In the last five years, World Health Organisation (WHO) has conducted global surveys and country joint evaluations to assess the implementation status of national Infection Prevention and Control (IPC) programs. Comparing the data from the 2017-18 and the 2021-22 surveys, the percentage of various countries having a national Infection Prevention and Control (IPC) program did not improve; furthermore, in 2021-22, only four out of the total 106 assessed countries (3.8%) had managed to arrange all minimum requirements for infection Prevention and Control (IPC) in place at the national level.
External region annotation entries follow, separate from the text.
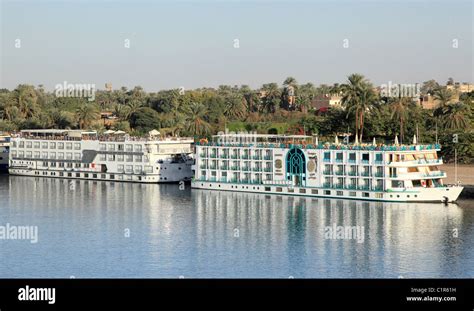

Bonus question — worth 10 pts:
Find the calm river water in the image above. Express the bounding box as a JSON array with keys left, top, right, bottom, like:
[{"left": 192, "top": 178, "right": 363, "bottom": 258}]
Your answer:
[{"left": 0, "top": 175, "right": 474, "bottom": 278}]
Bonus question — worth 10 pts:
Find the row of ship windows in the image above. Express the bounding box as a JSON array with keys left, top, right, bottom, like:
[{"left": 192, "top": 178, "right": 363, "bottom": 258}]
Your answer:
[
  {"left": 200, "top": 148, "right": 383, "bottom": 162},
  {"left": 12, "top": 151, "right": 148, "bottom": 162},
  {"left": 11, "top": 151, "right": 82, "bottom": 160},
  {"left": 99, "top": 143, "right": 143, "bottom": 152},
  {"left": 12, "top": 141, "right": 81, "bottom": 150},
  {"left": 200, "top": 148, "right": 272, "bottom": 157},
  {"left": 99, "top": 154, "right": 148, "bottom": 162}
]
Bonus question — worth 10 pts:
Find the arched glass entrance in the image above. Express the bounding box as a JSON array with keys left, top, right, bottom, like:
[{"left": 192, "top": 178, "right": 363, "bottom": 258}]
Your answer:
[{"left": 286, "top": 148, "right": 306, "bottom": 187}]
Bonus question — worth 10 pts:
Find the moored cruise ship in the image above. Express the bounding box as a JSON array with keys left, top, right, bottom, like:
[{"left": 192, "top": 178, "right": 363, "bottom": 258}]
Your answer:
[
  {"left": 0, "top": 133, "right": 10, "bottom": 173},
  {"left": 9, "top": 130, "right": 194, "bottom": 183},
  {"left": 192, "top": 134, "right": 463, "bottom": 202}
]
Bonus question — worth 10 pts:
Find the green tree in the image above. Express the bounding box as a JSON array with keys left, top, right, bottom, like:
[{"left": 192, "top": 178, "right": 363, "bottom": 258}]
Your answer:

That is reflected in the inadequate implementation of infection Prevention and Control (IPC) practices at the point of care, with only 15.2% of health care facilities meeting all of the IPC minimum requirements, according to a World Health Organisation (WHO) survey in 2019.
However, encouraging progress has been witnessed in some areas, with a significant increase being seen in the percentage of countries having an appointed infection Prevention and Control (IPC) focal point, a dedicated budget for infection Prevention and Control (IPC), and a curriculum for front-line health care workers’ training; development of national infection Prevention and Control (IPC) guidelines, and a national program or plan for Healthcare-Associated Infection (HAI) surveillance; using multimodal strategies for infection Prevention and Control (IPC) interventions, and establishing a good hand hygiene compliance as a key national indicator.